Middleware can take responsibility for the security of messages between applications. This may mean applying encryption or other security technologies. It can also mean the use of identity management. Identity management can allow you to ensure only the right people, in the right roles, get access to information and services.
Middleware can also help ensure proper communication by handling transformation of the messages between applications, where the message type is changed from one message technology to another. It can also be a transformation of the data in the message itself. For example, if one service uses timecode as an input and another uses frames, middleware can convert the data while in route. This means that neither application has to conform to the other. They both communicate with the messaging bus and the middleware takes responsibility for making messages make sense to another application. This is very helpful in dealing with differing standards or with proprietary services.
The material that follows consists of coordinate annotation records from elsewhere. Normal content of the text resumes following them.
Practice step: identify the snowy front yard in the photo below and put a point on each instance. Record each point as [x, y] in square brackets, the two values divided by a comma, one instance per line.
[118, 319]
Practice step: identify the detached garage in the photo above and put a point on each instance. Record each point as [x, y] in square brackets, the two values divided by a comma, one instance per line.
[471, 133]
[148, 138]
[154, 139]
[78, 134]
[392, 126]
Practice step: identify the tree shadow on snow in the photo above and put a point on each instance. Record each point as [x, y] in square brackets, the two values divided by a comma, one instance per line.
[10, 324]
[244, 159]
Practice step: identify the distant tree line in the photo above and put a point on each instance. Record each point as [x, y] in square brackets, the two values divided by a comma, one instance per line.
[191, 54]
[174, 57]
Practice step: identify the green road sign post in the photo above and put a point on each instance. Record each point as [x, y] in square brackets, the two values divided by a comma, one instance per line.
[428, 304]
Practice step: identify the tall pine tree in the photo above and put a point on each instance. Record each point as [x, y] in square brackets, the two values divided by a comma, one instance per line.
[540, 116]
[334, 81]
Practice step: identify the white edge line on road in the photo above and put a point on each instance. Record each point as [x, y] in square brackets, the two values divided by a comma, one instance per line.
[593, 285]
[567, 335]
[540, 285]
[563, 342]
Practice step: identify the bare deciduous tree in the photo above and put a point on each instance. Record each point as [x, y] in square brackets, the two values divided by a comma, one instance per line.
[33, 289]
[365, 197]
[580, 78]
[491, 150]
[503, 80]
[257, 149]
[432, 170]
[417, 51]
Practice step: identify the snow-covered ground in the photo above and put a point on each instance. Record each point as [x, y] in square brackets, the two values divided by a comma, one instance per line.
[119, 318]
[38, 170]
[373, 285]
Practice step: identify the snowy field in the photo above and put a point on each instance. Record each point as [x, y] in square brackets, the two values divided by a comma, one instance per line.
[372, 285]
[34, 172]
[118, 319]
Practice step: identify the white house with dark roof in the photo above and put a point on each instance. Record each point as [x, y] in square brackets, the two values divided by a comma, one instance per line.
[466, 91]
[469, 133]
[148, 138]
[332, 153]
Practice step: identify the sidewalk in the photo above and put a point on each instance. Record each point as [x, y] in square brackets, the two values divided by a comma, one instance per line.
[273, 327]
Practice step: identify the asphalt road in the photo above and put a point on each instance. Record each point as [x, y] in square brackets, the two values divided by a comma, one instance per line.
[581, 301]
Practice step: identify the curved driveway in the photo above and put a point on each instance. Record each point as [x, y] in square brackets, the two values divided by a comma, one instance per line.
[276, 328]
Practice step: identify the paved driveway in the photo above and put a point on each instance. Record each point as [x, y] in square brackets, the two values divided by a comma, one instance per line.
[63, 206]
Middleware products will often contain some kind of orchestration technology that allows the middleware to be more than just a passive observer of messages. Orchestration technology is where you can put in your workflow and coordinate the activity of the many services to achieve overall business goals such as “produce six o’clock news” or “build schedule” or whatever makes sense to your company. Business rules can be stored and applied automatically to enable intelligent and effective message (and therefore work) flow. The ability to orchestrate workflows is very powerful and I will be talking about it more in my next column.
MEDIA AWARE
Perhaps the biggest problem with the middleware technologies available today is that they are not “media aware.” These are general IT technologies not specifically geared for our space. They do not have a sense of time that a broadcaster would expect and they are not designed to pass media itself as part of a message. Even with these limitations, they can be applied to about 80 percent of the problems we see in the typical media organization. We are starting to see media-specific technologies in middleware, however. More to come on that later.
Middleware is a critical enabling technology for media systems being designed with SOA today. Mark Twain said, “The difference between the right word and the almost right word is the difference between lightning and the lightning bug.”
If you make the right choices about how to architect your systems and choose the right technology to implement, you will see dramatic improvements in how much better things start talking. You can count on IT!